Artificial robot audition involves several signal processing tasks, mainly localization, tracking and separation of multiple sound sources. However, noise and reverberation are very important factors that affect the performance of signal processing algorithms, and robust software and hardware solutions are needed to allow robots process different types of sounds.
Acoustic monitoring in cities is usually performed using only sound pressure levels (SPLs). However, besides SPLs, there are other important factors that affect the perception of sound in a given environment. For example, the assessment of the subjective annoyance caused by noise pollution can be better predicted by using psychoacoustic parameters taking into account the temporal and spectral characteristics of sound. Intelligent acoustic monitoring takes into account all these factors to develop meaningful models aimed at providing a better description of sound in urban areas.
Sound is a important part of everyday life, being our primary means of personal communication. Humans make use of their two ears to analyze the spatial dimension of sound, being able to localize sound sources in space and gathering important information about the environment. Capturing and synthesizing the spatial features of sound is not an easy task and usually requires the use of multiple microphones and loudspeakers. In this context, the field of spatial audio has evolved from sterephonic recording and reproduction to complex sound field synthesis techniques, such as Wave Field Synthesis (WFS) or Higher Order Ambisonics (HOA). Spatial audio is therefore a wide research topic covering multiple aspects related to the spatial dimension of sound.
Sound source localization is an important task for developing innovative acoustic technology. One of the major application areas of source localization is acoustic-based surveillance, where intelligent systems making use of multiple distributed microphones can be used to detect, recognize and locate acoustic events both in outdoor and indoor environments. These systems can be used to steer automatically video surveillance systems when some unexpected noise happens or to alert the user to suspicious activity.
Signal processing algorithms aimed at improving speech quality are of major importance in many communication environments and applications, ranging from mobile phones to teleconferencing or hearing aids. The objective is to increase Intelligibility, which is a common important factor in all these application areas. Enhancement algorithms allow to develop high-quality speech communication channels and provide robustness to automatic speech recognition systems.
Music signals have a very particular structure that require specific methods for analyzing their content or retrieving information from them. Signal processing methods for musical analysis are aimed at analyzing musical parameters such as rythm, structure and genre. Moreover, pitch detection methods can be used to retrieve the pitch or notes of one or several instruments within a musical piece. Source localization and separation algorithms can be also particularized to music signals in order to obtain information from the different instruments that make up a given sound segment.
Traditionally, the presentation of data to users has always been focused on visual media. However, human beings live and interact in a world full of different sounds. From ecological sounds that characterize our environment to voice, which is the basic element of man-man communication, sound provides valuable information to humans on the environment. However, despite its importance, auditory information is still underused in human-machine interfaces. The acoustic characterization of application environments, as well as the development of new auditory displays and sound-based interaction methods is also an active research field in acoustic technology.

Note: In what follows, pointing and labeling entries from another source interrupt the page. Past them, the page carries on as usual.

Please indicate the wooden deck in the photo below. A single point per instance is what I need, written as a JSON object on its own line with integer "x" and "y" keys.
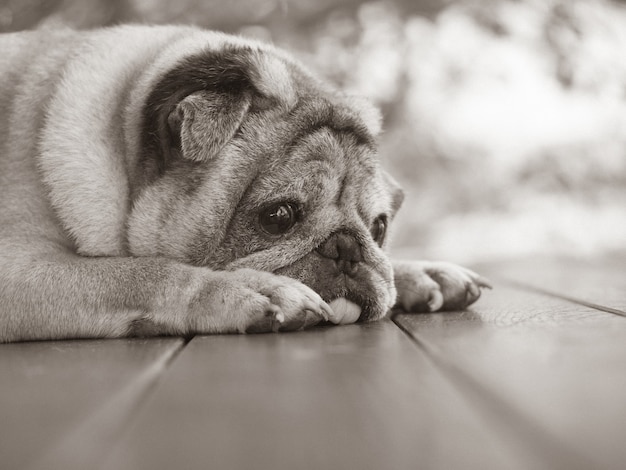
{"x": 531, "y": 377}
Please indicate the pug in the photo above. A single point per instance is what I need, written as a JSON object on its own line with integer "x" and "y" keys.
{"x": 175, "y": 181}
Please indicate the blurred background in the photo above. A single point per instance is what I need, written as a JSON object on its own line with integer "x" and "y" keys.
{"x": 505, "y": 120}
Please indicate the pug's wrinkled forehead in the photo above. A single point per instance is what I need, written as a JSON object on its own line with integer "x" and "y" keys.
{"x": 244, "y": 133}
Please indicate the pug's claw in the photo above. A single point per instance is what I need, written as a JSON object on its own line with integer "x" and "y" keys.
{"x": 434, "y": 286}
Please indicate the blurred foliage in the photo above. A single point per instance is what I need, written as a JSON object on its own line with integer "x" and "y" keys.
{"x": 505, "y": 120}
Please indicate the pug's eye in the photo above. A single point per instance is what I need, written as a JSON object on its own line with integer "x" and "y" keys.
{"x": 379, "y": 229}
{"x": 279, "y": 218}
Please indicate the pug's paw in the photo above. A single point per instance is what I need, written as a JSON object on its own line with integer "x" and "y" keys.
{"x": 431, "y": 286}
{"x": 266, "y": 302}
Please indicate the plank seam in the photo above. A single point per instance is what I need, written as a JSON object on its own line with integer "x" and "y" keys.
{"x": 528, "y": 437}
{"x": 571, "y": 299}
{"x": 82, "y": 447}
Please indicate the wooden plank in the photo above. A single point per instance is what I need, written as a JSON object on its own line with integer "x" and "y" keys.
{"x": 553, "y": 369}
{"x": 350, "y": 397}
{"x": 63, "y": 402}
{"x": 595, "y": 283}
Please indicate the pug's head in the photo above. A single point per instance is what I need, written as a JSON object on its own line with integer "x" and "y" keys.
{"x": 247, "y": 160}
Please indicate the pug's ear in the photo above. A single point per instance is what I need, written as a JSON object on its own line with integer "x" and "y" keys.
{"x": 204, "y": 122}
{"x": 395, "y": 191}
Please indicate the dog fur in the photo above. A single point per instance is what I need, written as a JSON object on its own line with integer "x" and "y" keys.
{"x": 136, "y": 164}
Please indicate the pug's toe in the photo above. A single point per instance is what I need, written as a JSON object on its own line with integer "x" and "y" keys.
{"x": 434, "y": 286}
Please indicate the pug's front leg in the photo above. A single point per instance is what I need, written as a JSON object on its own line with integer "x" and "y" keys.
{"x": 429, "y": 286}
{"x": 60, "y": 295}
{"x": 251, "y": 301}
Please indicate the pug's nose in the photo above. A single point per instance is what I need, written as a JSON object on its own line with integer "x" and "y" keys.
{"x": 344, "y": 250}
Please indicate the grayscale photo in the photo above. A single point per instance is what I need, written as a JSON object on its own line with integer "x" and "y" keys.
{"x": 287, "y": 234}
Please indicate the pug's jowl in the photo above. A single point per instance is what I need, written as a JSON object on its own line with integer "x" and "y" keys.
{"x": 169, "y": 180}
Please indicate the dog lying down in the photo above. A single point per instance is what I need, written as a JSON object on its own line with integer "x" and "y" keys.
{"x": 172, "y": 181}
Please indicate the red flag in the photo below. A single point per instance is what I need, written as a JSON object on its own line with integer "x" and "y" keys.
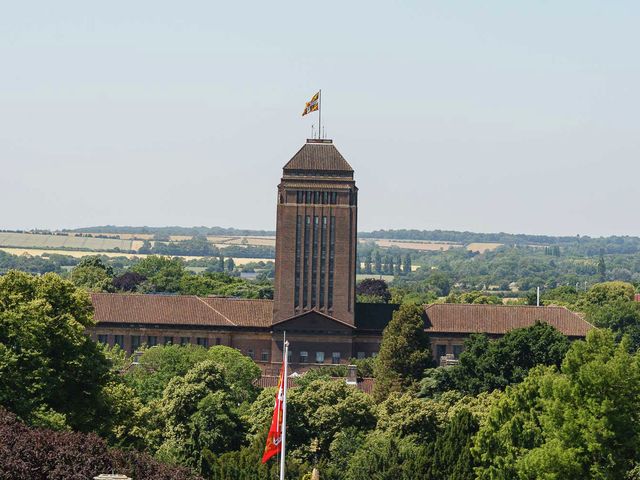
{"x": 274, "y": 439}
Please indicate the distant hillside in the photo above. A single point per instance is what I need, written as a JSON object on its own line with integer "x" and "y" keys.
{"x": 579, "y": 244}
{"x": 172, "y": 230}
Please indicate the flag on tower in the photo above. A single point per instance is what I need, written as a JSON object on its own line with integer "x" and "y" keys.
{"x": 312, "y": 105}
{"x": 274, "y": 438}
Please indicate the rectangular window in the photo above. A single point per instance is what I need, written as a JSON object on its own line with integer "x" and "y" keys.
{"x": 314, "y": 261}
{"x": 135, "y": 342}
{"x": 305, "y": 268}
{"x": 332, "y": 246}
{"x": 296, "y": 291}
{"x": 323, "y": 260}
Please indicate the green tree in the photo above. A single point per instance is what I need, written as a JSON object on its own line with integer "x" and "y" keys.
{"x": 158, "y": 365}
{"x": 200, "y": 418}
{"x": 386, "y": 457}
{"x": 50, "y": 370}
{"x": 93, "y": 274}
{"x": 163, "y": 274}
{"x": 451, "y": 452}
{"x": 378, "y": 262}
{"x": 406, "y": 267}
{"x": 402, "y": 415}
{"x": 231, "y": 265}
{"x": 602, "y": 267}
{"x": 404, "y": 352}
{"x": 326, "y": 407}
{"x": 489, "y": 364}
{"x": 580, "y": 422}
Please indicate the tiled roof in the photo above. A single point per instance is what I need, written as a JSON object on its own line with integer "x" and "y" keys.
{"x": 181, "y": 310}
{"x": 364, "y": 384}
{"x": 318, "y": 156}
{"x": 499, "y": 319}
{"x": 310, "y": 185}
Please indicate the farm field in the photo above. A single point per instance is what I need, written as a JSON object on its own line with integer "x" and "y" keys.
{"x": 483, "y": 247}
{"x": 36, "y": 240}
{"x": 36, "y": 252}
{"x": 413, "y": 244}
{"x": 217, "y": 240}
{"x": 430, "y": 246}
{"x": 363, "y": 276}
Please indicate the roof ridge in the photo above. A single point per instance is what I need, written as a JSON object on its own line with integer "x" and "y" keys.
{"x": 215, "y": 310}
{"x": 488, "y": 305}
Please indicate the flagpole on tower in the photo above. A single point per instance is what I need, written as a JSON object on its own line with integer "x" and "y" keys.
{"x": 285, "y": 352}
{"x": 319, "y": 113}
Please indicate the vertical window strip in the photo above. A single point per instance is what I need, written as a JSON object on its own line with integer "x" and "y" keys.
{"x": 314, "y": 262}
{"x": 332, "y": 245}
{"x": 305, "y": 265}
{"x": 323, "y": 259}
{"x": 296, "y": 292}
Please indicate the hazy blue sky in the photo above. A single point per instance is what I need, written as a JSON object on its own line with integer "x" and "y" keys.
{"x": 518, "y": 116}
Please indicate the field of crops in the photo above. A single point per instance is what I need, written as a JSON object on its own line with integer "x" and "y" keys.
{"x": 217, "y": 240}
{"x": 413, "y": 244}
{"x": 32, "y": 240}
{"x": 483, "y": 247}
{"x": 36, "y": 252}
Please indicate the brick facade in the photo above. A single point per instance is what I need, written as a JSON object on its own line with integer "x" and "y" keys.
{"x": 314, "y": 298}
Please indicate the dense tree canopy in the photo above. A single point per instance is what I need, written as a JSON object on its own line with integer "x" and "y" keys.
{"x": 404, "y": 352}
{"x": 50, "y": 371}
{"x": 578, "y": 422}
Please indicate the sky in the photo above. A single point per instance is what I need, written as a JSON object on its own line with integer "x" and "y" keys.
{"x": 491, "y": 116}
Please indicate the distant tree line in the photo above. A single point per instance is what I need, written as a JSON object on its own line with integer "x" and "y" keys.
{"x": 175, "y": 230}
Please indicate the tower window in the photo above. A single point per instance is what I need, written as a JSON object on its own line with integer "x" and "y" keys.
{"x": 332, "y": 245}
{"x": 296, "y": 292}
{"x": 305, "y": 269}
{"x": 314, "y": 261}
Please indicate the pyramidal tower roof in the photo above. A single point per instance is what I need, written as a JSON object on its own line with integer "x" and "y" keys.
{"x": 318, "y": 155}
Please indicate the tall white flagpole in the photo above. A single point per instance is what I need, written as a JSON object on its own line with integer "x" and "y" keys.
{"x": 285, "y": 352}
{"x": 319, "y": 113}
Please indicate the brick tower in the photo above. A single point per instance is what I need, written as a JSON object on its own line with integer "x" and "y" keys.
{"x": 316, "y": 235}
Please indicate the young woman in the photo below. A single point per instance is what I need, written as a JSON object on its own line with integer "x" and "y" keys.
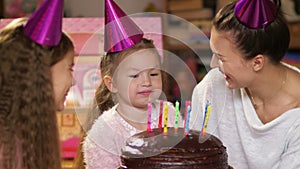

Computer-simulated environments making use of immersive acoustic technology provide the highest feel of realism. The analysis of the heart rate and respiration rate of people involved in videogaming has showed that those playing games with audio had a higher level of arousal (a combination of heart rate and respiration rate), demonstrating the immersion capabilities of audio in games. Therefore, immersive audio by means of proper loudspeaker setups or binaural technology must be considered as an important factor in the design of virtual reality and 3D gaming systems.
A wireless sensor network (WSN) is a network of spatially distributed sensors aimed at monitoring different physical or environmental parameters. In the context of acoustic signal processing, the use of low-power, low-cost acoustic sensors with computing capabilities offers new opportunities for the development of new applications and processing strategies, different from the ones established by usual microphone array arrangements. The most significant advantage of a WSN over a traditional (wired) array is that it enables an increased spatial coverage by distributing sensors over a larger volume, providing a scalable and easy to deploy structure with better signal to noise ratio properties.